# DSDS - A german Singer Casting Show



## Alexander1970 (Apr 7, 2019)

Hello.

In Germany is at the Moment a Show called DSDS - Deutschland sucht den Superstar.Its an Spin-Off from U.K.´s POP IDOL since 2002.

In the actual Season appears an new Zealand guy named Nick Ferretti (street musician) from Mallorca,the greatest island from Balearic Islands a part of Spain.He is "discovered" fro mgerman POP TITAN Dieter Bohlen (the other Guy from MODERN TALKING).

The age-limit for the competitors is from 16-30 Years.The guy is 29.

Rate yourself:
View attachment 163038

There is an discussion that he is OLDER than 29.
And thats where it gets interesting:

If you search for him via GOOGLE there are SOME of the search results where removed.
Explanation: Some results may have been removed due to the provisions of European data protection law. 

Coincidence or has someone something to hide ?



Naaa.Its all nonsens and paranoid i think.


----------



## Veho (Apr 8, 2019)

alexander1970 said:


> If you search for him via GOOGLE there are SOME of the search results where removed.
> Explanation: Some results may have been removed due to the provisions of European data protection law.


If you search for anything that Google recognizes as a name, you will get the "Some results may have been removed under data protection law in Europe" notice at the bottom. Note phrasing: "may have"; doesn't mean they actually were removed, just that EU laws allow individuals to request removal of their personal information from Google search results. 

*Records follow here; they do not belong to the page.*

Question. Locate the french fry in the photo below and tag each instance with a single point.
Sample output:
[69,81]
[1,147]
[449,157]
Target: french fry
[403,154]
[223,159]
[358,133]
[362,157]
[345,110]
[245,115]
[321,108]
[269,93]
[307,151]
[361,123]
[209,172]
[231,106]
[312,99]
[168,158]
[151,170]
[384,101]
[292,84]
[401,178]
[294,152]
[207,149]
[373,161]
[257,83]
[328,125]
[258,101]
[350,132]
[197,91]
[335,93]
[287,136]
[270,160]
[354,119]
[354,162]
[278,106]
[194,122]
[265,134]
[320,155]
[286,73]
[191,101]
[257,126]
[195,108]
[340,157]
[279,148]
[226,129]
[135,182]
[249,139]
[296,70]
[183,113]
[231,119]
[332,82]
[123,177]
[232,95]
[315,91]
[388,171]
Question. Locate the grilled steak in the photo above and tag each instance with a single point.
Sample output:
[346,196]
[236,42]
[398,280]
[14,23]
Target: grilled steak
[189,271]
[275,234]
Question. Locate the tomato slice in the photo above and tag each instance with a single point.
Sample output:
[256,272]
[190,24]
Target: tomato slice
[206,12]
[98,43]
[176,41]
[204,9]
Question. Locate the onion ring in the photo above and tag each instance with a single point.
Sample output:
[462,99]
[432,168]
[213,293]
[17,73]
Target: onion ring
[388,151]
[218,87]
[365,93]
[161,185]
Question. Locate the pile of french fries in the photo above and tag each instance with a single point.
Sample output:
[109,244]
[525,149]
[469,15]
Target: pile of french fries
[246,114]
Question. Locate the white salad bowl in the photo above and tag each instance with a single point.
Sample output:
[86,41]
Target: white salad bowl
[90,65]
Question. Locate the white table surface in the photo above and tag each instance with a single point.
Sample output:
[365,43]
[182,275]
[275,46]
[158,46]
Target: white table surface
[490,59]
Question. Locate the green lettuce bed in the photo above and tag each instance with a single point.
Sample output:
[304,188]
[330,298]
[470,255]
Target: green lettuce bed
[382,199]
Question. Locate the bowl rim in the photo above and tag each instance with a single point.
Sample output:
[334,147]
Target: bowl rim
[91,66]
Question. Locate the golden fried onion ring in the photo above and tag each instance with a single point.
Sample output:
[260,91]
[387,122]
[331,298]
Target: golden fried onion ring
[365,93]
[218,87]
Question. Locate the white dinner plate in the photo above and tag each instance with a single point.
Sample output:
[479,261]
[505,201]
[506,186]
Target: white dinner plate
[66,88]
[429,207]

https://policies.google.com/faq?hl=en-GB&gl=uk

Try your own name out, you'll get the same message. Are you hiding something?


----------



## Alexander1970 (Apr 8, 2019)

Hello.



> Are you hiding something?





Yes,my REAL age.That´s why i´m using a "fake" number im my username.


----------



## Working_Goose (Apr 8, 2019)

This Show is bullshit and 90% of it is Scripted.


----------



## Alexander1970 (Apr 8, 2019)

Redbunnymoon said:


> This Show is bullshit and 90% of it is Scripted.



certainly not.

https://www.google.at/search?source...2i10i30j0i22i30j33i22i29i30j33i21.59C5q5CiG-E








It´s *100 %* scripted.
and ouf course ALL is REAL.


----------